Produced Water Disposal in the Artesia Group of the Permian Basin - Feasibility and Effects on Future Water Supplies

Neil Blandford, PG
The study presented in this talk was initiated by an application submitted to the New Mexico Oil Conservation Division (OCD) to replace an existing saltwater disposal well completed in the Seven Rivers Formation of the Artesia Group, and to significantly increase disposal volume. Concerns were raised by a nearby town and the OCD regarding the town’s existing and potential future water supplies, which over- and underlie the zone of proposed injection, respectively. Technical evaluations conducted to predict the fate of injected water include density-dependent groundwater flow and solute transport modeling, and analysis of historical water levels and pumping effects in the Capitan Reef aquifer, which underlies the Artesia Group. Analytical modeling was used to evaluate the most likely source of historical water level increases observed in the Capitan Reef aquifer, and to confirm other observations that indicate minimal hydraulic connection between the injection zone and adjacent aquifers. Although the application was denied and the decision was not appealed by the applicant, the proposed approach is technically feasible and may prove viable as additional data on confining unit thickness and possibly other factors are obtained.

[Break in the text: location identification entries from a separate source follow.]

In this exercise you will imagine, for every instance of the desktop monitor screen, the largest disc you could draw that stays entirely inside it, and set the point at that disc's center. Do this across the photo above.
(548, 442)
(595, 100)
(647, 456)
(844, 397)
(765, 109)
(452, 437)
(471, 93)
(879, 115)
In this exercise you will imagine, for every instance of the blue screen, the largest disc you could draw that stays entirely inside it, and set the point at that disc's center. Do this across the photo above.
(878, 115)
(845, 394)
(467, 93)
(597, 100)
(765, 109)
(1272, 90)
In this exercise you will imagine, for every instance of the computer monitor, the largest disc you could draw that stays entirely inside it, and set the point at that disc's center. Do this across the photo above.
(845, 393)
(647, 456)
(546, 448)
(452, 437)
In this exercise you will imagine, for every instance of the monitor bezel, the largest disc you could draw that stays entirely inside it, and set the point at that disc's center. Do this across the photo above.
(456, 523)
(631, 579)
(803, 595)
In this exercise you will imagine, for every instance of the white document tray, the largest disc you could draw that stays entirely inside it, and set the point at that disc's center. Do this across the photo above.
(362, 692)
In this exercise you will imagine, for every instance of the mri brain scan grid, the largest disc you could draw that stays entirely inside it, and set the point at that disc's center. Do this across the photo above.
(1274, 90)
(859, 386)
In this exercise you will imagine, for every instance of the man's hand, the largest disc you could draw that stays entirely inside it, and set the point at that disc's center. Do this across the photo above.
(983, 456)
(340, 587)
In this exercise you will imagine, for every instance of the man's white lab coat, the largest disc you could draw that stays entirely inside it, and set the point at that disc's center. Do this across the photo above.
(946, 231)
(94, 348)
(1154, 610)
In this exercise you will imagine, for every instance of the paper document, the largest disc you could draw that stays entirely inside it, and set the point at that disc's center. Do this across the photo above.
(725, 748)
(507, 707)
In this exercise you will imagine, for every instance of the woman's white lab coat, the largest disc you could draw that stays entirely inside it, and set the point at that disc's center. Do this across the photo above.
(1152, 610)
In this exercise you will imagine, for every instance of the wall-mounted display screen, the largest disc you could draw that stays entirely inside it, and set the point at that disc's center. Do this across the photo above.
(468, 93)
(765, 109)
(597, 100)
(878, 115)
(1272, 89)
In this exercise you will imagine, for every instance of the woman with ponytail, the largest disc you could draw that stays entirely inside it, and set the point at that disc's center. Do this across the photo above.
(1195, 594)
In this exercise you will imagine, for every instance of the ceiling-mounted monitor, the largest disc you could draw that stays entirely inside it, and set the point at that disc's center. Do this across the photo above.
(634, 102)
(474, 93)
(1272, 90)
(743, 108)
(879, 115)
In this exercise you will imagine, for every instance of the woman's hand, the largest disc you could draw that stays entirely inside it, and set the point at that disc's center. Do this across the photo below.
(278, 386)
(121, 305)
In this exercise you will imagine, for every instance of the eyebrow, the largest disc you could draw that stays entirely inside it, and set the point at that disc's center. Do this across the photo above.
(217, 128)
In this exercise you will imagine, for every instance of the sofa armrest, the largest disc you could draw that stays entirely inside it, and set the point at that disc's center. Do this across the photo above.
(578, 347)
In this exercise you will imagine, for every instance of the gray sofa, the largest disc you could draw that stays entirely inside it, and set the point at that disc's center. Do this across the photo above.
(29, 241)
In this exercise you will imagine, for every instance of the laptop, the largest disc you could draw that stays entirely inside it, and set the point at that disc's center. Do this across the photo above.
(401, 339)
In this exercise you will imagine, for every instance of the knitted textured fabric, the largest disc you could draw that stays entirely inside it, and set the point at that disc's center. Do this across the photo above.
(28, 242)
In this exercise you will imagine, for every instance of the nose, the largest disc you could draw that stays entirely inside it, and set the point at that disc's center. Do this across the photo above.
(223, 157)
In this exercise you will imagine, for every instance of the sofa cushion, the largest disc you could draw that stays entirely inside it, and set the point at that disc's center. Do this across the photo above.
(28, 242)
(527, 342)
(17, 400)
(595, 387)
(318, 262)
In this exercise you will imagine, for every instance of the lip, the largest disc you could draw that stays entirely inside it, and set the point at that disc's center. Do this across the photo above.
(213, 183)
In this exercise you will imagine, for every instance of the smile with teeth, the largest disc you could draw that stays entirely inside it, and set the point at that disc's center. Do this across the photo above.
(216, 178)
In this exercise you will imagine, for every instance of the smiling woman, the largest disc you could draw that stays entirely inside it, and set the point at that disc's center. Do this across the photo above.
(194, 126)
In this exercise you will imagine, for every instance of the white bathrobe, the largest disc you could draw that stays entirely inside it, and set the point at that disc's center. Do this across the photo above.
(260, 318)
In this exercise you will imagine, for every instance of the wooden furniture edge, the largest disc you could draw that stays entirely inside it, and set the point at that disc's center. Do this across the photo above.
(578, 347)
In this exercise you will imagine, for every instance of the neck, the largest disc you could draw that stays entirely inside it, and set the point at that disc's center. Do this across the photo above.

The Need for a Uniform Conservative Definition of Protected Groundwater During Oil and Gas Development

Dominic DiGiulio, Ph.D.
Freshwater shortages in the United States have led to increased use of desalination facilities to treat brackish groundwater for domestic, agricultural, and municipal uses. Groundwater resources are especially important in arid regions experiencing rapid population growth and where surface water rights for irrigation are fully appropriated. Hence, the protection of groundwater resources is necessary, including during oil and gas development. Definitions of protected groundwater are established individually by states. Since, it is both technically and economically feasible to desalinate water having a total dissolved solids (TDS) level of 10,000 mg/L, criteria for an Underground Source of Drinking Water (USDW) is a reasonable standard for the protection of brackish groundwater during oil and gas development. To better understand locations where oil and gas development may be occurring in proximity to USDWs, we examined the United States Geological Survey’s National Produced Waters Geochemical Database. We then reviewed the criteria for protected groundwater in 17 states containing these production wells. In general, we found that definitions of protected groundwater were ambiguous and often did not protect groundwater resources to criteria equivalent to an USDW. This indicates the need for states to protect groundwater to a conservative uniform standard equivalent to that of an USDW to safeguard brackish groundwater for present and future use.

Welcome and Keynote Presentation

Wellbore Barriers--More Than Just a Good Cement Job

Glen Benge
There are many factors to creating effective and resilient wellbore barriers, only one of which is the proper cementing.